After 1997 Crick went on to influence Labour when it got into government through its Home Secretary David Blunkett (who he had taught in Sheffield). Crick wrote a report on citizenship for him and this became the foundation for the current compulsory teaching of 'citizenship' in schools today. But this was an attempt to square the circle, familiar in recent Ukanian times. I don't think his advocacy of one step leading to another was so ethically original. Effectiveness demands that you also look as the process as a whole, its direction and inner character. Thus citizenship implies the sovereignty of the people defined by a process of law and institutions whose power vis a vis each other is set out in a constitution. We are not citizens in this sense, in Britain, we are subjects.
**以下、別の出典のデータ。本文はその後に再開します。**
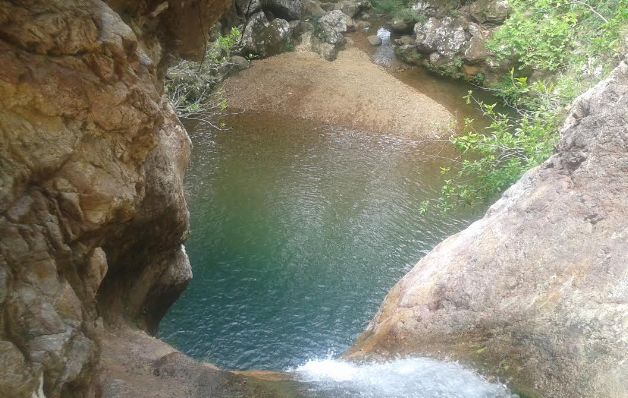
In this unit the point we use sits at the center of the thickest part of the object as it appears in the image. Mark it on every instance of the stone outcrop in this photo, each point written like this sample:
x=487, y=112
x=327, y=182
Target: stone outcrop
x=452, y=38
x=537, y=290
x=92, y=212
x=264, y=38
x=327, y=37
Crick understood this full well, of course. But it follows that you cannot teach citizenship to students and in schools in good faith. Like many of the lessons, the term became damaged goods. In this sense I am not convinced that Crick was a "democratic republican" as Sunder states. A bit more principle and stomach is needed to qualify for what should remain a noble epithet.
このあと、ますます厳しい見方に雪崩れ込んでいくあたりは読み応えがある。
で、そろそろ私は、自分がなぜこんなことに時間を費やしているのかわからなくなってきている。
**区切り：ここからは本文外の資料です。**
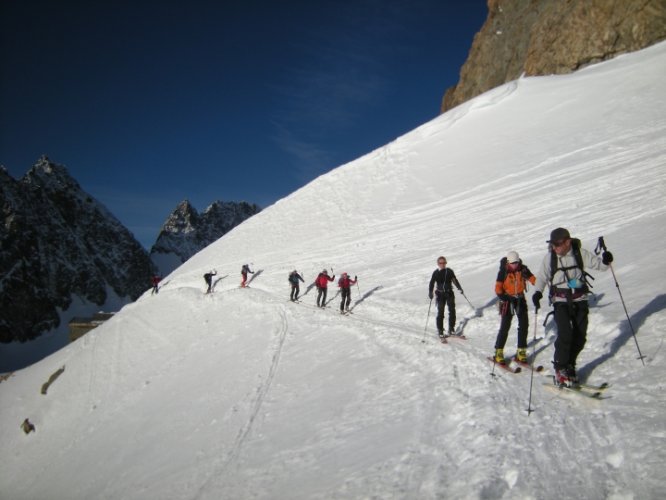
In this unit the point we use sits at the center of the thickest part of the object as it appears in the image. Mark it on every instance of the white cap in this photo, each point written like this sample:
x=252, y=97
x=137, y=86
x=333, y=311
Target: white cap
x=512, y=257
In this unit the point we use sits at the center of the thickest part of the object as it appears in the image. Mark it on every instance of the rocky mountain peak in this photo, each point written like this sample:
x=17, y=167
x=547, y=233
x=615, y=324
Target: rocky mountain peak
x=544, y=37
x=186, y=231
x=58, y=243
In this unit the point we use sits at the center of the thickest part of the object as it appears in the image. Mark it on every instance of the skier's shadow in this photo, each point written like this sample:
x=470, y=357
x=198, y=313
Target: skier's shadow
x=333, y=298
x=637, y=319
x=217, y=281
x=310, y=287
x=365, y=296
x=256, y=273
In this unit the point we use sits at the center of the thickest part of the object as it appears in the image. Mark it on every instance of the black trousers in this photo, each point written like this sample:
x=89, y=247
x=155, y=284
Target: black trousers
x=571, y=320
x=321, y=296
x=518, y=308
x=446, y=299
x=346, y=298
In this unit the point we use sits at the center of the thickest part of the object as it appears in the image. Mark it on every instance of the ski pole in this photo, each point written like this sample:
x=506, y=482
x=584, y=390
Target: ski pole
x=601, y=245
x=427, y=318
x=470, y=304
x=536, y=325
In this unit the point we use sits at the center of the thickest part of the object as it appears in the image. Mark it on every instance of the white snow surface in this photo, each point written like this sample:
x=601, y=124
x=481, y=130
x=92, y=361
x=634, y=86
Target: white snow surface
x=242, y=394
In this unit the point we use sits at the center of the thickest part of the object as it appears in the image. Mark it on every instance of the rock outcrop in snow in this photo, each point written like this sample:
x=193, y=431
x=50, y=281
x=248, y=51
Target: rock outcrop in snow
x=553, y=37
x=57, y=242
x=186, y=232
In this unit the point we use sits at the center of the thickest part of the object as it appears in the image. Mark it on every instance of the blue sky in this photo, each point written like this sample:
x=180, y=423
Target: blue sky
x=151, y=102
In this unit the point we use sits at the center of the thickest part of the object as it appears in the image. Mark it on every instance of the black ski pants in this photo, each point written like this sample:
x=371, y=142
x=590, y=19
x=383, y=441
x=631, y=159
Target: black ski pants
x=321, y=296
x=571, y=320
x=508, y=309
x=446, y=299
x=346, y=298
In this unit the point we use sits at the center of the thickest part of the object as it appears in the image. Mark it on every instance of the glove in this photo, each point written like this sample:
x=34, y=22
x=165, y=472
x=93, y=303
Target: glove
x=606, y=258
x=536, y=299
でも、「英国」のここ数年のパラノイア的な「ブリティッシュネス」へのこだわりは、デイヴィッド・ブランケットとサー・バーナード・クリックの師弟がメインプレイヤーとなったからこそ、表玄関でがんがん語られているのだと思う。
そして、英国の政治システムを「民主主義」のお手本であると英国人がかいかぶるのは別にかまわないけれど、トニー・ブレアが言ったように、「戦争やテロは非民主主義からこそ生じる。民主主義国家は戦争を始めない」とかいうわけのわからない自己正当化のために(本当にわけがわからない)、つまり「私たちのやることは『正しい』のだ」と言い張るために、「民主主義」や「法」を都合よく定義したりしないでほしいと思う。
I'm not wasting my time any more on this...
※この記事は
2008年12月27日
にアップロードしました。
1年も経ったころには、書いた本人の記憶から消えているかもしれません。